How can it keep going on like this? The breaking point, we passed that long ago. But here we are again, staring at this thing — this assault on Black Lives — fresh.

 

USATODAY-Victims

 

But for me, the words, they are not coming this time. They’ve been lost, or more likely trapped beneath unbearable grief, outrage and exasperation at being here at this horrible nexus once more. Others have managed to drag sentiment and emotion out from under the rubble of all this and push the right sentences together to express how they feel, how I feel. And I’m grateful for that. I’m grateful for their important voices, letting me know that they’ve been crushed under the weight of it, too; that they are sick and tired of this warped paradigm and are desperately searching for new roads out of this deep, ugly pit into which we continue to sink.

People like Jon Stewart.

And people like:

Jamil Smith in The New Republic.

Anthea Butler in The Washington Post.

Charles P. Pierce in Esquire.

Ta-Nehisi Coates in The Atlantic.

Updated to include:

Edwidge Danticat in The New Yorker

And this must-read piece by Claudia Rankine called “The Condition of Black Life Is One of Mourning”  in The New York Times Magazine. Rankine grabs all that’s weighing down my heart and spills it out across the page. For example, she writes:

“The truth, as I see it, is that if black men and women, black boys and girls, mattered, if we were seen as living, we would not be dying simply because whites don’t like us. Our deaths inside a system of racism existed before we were born. The legacy of black bodies as property and subsequently three-fifths human continues to pollute the white imagination. To inhabit our citizenry fully, we have to not only understand this, but also grasp it.”

I read Rankine’s piece standing at the kitchen counter, barely able to move, my skin soaking up each word.

New Yorker cover story "Charleston Nine"

(via The New Yorker)

These people (and many more) are helping me find my footing and focus again.

And while I’ve finally steadied myself enough to read about the nine victims killed at Emanuel African Methodist Episcopal Church in Charleston, South Carolina, on sites like BuzzFeed, I simply wasn’t prepared to watch this video of the victims’ families addressing the man who murdered their loved ones.

“You took something very precious away from me. I will never talk to her ever again. I will never be able to hold her again. But I forgive you.”

They forgave him, while the despair and unimaginable pain were still raw and clawing at them. They forgave him. They looked at this man covered in darkness and evil and they let their light shine on him. Hearing the emotion in the families’ voices… it crushed me all over again, just wrenched my soul.

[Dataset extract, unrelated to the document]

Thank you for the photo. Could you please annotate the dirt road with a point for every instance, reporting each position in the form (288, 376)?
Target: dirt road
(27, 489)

I’ve been trying to take care of myself, my mind and spirit, by backing away from social media on this horrible massacre and instead hanging out with my son this week, the start of his summer break. We went to a baking workshop where kids can make cookies one day, and off to a feel-good movie about well, feelings, the next day. I’ve put my entire effort into being a light for him, and he has been — as always — a clear and clean source of joy for me.

Cookie for Calm | Ms. Mary Mack

But I’m still tired. I’m still sad and angry. I’m still at a loss for what to do next, for how to get out of the quicksand of hopelessness.

Then on Friday, a friend posted something on Facebook that felt like a firm, steady hand lifting me up out of the muck. She did some research on things that she can do to “honor the victims of the terror attack in Charleston, and any ongoing efforts to unite and educate the public on how we can actively fight against racism.”

Here are some of the resources that she gathered:

And I’d like to add one more thing, especially for those of you who have a platform — a blog, a social media following, or whatever — please speak up. Even if you feel like you don’t have the words or fear saying them in the “wrong” way, please push that aside and lift up your voice. Write a blog post. Say a few words of meaning in the comment/caption of your Instagram photo. Share an important or informative article with your social media circle.

Do not be lulled into this false idea that it’s someone else’ s fight.

Do not let your silence betray your heart.

You are needed. Your voice, your support, they are needed. This battle is ours, and it’s going to take everyone operating on love, compassion, truth, and justice to bring about any real and meaningful change. Because it must change. It must.